Les résultats ont été [publiés dans la revue ](https://advanced.onlinelibrary.wiley.com/doi/10.1002/adma.202516291)[*Advanced Materials*](https://advanced.onlinelibrary.wiley.com/doi/10.1002/adma.202516291) et visent à répondre à une limite persistante des interfaces neuronales : les bioélectrodes standard, fabriquées à partir de matériaux rigides et de formes génériques, ne s’adaptent pas à la topologie très variable de la surface cérébrale.
La surface externe du cerveau est plissée par un processus appelé gyrification, formant des reliefs (gyri) et des sillons (sulci). Si les principaux plis corticaux sont similaires d’un individu à l’autre, leur organisation précise varie fortement, ce que les conceptions d’électrodes conventionnelles ne prennent pas en compte.

« Chaque individu possède une structure cérébrale différente, influencée par la taille, le poids, l’âge, le sexe et d’autres facteurs », explique Tao Zhou, professeur adjoint en science et mécanique de l’ingénierie à Penn State et auteur correspondant de l’étude. « Pourtant, nous concevons encore des interfaces neuronales comme si tous les cerveaux étaient identiques. Cela nous a motivés à créer des électrodes personnalisées en fonction de la structure cérébrale propre à chaque patient. »

## Procédé de fabrication et choix des matériaux

L’équipe a principalement utilisé un hydrogel pour fabriquer les électrodes, afin de reproduire au plus près les propriétés mécaniques du tissu cérébral. [Une géométrie inspirée des structures en nid d’abeilles a été adoptée afin d’équilibrer flexibilité et résistance mécanique,](https://www.voxelmatters.com/purdue-researchers-think-honeycomb-pattern-could-inspire-am-designers/) tout en réduisant le temps de fabrication et la quantité de matière utilisée.

![Penn State researchers develop 3D printed bioelectrodes tailored to individual brain geometry](https://www.voxelmatters.com/wp-content/uploads/2026/04/Penn-State-Brain-Study-02-340x340.jpg)Image credit: Tao Zhou
« *La structure en nid d’abeilles permet de réduire considérablement la rigidité des électrodes sans compromettre leur solidité mécanique* », précise Zhou. « *Elle permet également de limiter la quantité de matériau nécessaire, ce qui réduit les coûts, les délais de production et l’impact environnemental.* »

Le processus débute par une imagerie par résonance magnétique (IRM), utilisée pour alimenter une analyse par éléments finis afin de générer une simulation détaillée de la structure neuronale du patient.

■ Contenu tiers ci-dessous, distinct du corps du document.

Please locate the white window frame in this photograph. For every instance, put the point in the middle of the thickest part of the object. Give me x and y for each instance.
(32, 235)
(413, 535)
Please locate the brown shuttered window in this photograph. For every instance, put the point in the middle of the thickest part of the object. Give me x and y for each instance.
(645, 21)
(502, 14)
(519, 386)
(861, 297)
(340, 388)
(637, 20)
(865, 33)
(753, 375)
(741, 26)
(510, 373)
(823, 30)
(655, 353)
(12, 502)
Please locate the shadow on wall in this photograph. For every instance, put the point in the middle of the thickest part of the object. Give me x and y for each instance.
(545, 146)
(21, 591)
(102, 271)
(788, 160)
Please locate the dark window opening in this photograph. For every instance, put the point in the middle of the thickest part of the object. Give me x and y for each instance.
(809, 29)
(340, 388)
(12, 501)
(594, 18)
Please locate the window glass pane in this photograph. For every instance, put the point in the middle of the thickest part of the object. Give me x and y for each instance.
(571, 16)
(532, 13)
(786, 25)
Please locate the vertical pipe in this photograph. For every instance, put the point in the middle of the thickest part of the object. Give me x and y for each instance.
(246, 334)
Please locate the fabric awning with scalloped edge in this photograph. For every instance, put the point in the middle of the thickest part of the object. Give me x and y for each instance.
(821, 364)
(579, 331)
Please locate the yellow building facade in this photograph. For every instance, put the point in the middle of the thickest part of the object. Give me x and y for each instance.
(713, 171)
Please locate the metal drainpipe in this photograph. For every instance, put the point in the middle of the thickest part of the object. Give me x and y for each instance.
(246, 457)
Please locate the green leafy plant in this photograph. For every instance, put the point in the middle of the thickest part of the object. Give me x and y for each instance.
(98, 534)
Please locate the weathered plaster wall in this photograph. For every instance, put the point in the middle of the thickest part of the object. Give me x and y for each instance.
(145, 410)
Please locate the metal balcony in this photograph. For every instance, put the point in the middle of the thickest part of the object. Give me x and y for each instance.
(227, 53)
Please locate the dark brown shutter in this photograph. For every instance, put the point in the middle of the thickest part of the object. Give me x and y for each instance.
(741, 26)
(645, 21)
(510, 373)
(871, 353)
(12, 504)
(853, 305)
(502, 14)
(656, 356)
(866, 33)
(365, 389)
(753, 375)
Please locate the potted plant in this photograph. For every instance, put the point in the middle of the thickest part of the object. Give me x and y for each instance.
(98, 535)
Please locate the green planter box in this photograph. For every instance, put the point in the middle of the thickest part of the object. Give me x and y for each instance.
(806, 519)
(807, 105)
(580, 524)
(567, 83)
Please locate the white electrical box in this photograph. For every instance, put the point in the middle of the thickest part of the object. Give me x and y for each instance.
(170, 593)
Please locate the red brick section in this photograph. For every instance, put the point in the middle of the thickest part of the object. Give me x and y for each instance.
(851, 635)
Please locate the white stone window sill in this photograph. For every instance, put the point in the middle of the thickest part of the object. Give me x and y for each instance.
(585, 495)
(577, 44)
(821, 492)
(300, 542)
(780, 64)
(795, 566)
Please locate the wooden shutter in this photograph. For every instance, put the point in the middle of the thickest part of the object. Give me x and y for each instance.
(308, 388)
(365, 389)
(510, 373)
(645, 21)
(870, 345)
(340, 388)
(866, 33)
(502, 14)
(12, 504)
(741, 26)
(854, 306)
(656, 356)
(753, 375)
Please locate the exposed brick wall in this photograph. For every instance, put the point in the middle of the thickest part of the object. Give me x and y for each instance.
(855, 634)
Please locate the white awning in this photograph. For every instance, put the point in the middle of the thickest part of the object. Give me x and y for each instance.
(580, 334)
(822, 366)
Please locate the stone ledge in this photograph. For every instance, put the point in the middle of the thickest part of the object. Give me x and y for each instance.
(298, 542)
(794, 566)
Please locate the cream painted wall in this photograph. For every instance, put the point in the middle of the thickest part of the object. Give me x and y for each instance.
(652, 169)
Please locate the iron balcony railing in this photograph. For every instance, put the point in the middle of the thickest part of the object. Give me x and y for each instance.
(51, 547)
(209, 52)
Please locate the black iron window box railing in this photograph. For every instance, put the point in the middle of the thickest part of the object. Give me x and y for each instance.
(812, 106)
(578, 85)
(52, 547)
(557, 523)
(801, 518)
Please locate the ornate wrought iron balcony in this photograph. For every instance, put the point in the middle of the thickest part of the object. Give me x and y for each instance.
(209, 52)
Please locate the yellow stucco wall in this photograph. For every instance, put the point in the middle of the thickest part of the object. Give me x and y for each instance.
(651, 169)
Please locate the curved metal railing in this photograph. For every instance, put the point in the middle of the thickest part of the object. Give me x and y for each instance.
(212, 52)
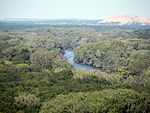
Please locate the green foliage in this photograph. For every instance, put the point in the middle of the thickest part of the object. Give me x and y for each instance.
(139, 61)
(112, 101)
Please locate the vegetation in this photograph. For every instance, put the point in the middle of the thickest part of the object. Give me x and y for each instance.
(36, 78)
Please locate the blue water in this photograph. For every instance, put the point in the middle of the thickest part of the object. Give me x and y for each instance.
(69, 54)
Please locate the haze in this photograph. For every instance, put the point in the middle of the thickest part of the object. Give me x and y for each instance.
(86, 9)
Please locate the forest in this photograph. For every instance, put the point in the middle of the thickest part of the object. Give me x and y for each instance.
(35, 77)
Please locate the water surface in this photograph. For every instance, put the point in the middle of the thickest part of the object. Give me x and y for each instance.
(69, 54)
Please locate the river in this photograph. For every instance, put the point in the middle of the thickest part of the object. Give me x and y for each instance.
(69, 54)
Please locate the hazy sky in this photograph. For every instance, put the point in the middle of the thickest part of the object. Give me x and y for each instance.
(90, 9)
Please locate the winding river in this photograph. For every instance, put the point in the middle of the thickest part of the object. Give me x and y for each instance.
(69, 54)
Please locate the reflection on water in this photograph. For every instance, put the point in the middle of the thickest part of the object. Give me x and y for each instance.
(69, 54)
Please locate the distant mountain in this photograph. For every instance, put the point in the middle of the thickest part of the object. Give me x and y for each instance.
(125, 20)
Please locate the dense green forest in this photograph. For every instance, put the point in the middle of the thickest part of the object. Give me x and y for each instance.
(36, 78)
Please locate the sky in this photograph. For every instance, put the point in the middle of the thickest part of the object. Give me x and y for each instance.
(85, 9)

Un logiciel conçoit ensuite un modèle d’électrode personnalisé, fabriqué par impression directe d’encre, une technique permettant de produire des dispositifs capables de capter et transmettre des signaux cérébraux sur de petites surfaces.

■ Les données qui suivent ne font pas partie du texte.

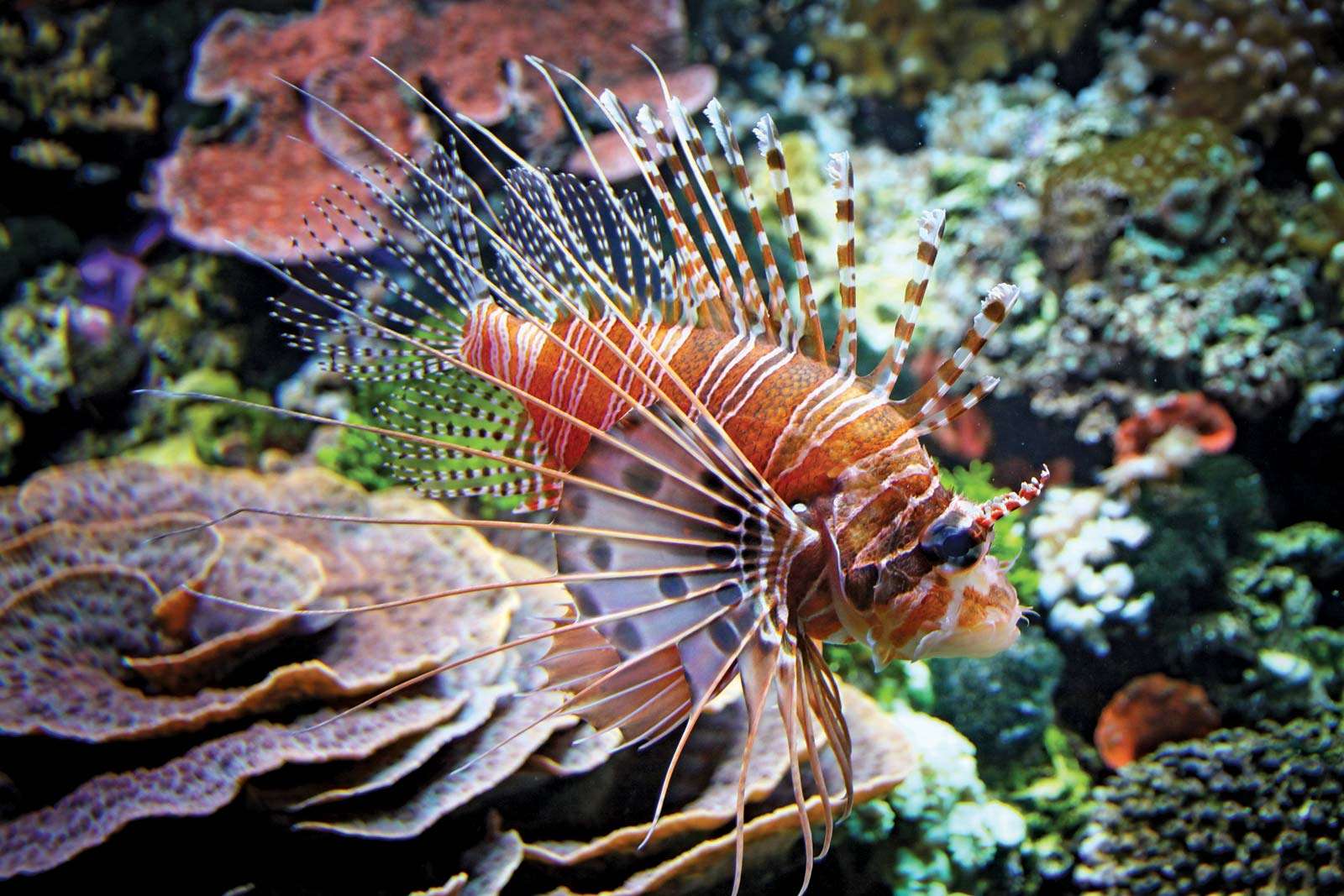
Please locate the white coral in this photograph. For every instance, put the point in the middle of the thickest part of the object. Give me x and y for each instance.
(1077, 539)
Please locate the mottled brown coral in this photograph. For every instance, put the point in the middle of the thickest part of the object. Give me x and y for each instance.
(60, 100)
(1252, 63)
(250, 183)
(104, 637)
(909, 49)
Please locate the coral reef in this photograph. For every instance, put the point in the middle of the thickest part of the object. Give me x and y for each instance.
(1319, 228)
(1164, 439)
(1151, 711)
(1082, 543)
(1148, 255)
(60, 101)
(1252, 65)
(1242, 810)
(906, 50)
(108, 638)
(1175, 188)
(938, 831)
(1003, 705)
(1274, 647)
(248, 181)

[L’équipe a imprimé en 3D des modèles cérébraux](https://www.voxelmatters.com/3d-printed-synthetic-brain-models-developed-by-mizzou-team-replicate-tissue-complexities/) à partir des données IRM de 21 patients afin d’évaluer l’ajustement des électrodes. Les électrodes en hydrogel ont montré une connectivité électrique quasi parfaite et, contrairement aux solutions plus rigides, peuvent être appliquées sans endommager les tissus cérébraux. Lors d’essais sur des modèles animaux sur 28 jours, aucune réponse immunitaire n’a été observée et les performances sont restées stables.
« *L’adaptation des électrodes à la structure spécifique du cerveau améliore considérablement leur fiabilité* », souligne Zhou. « *Leur meilleure conformité permet aussi d’améliorer nettement la qualité du signal.* »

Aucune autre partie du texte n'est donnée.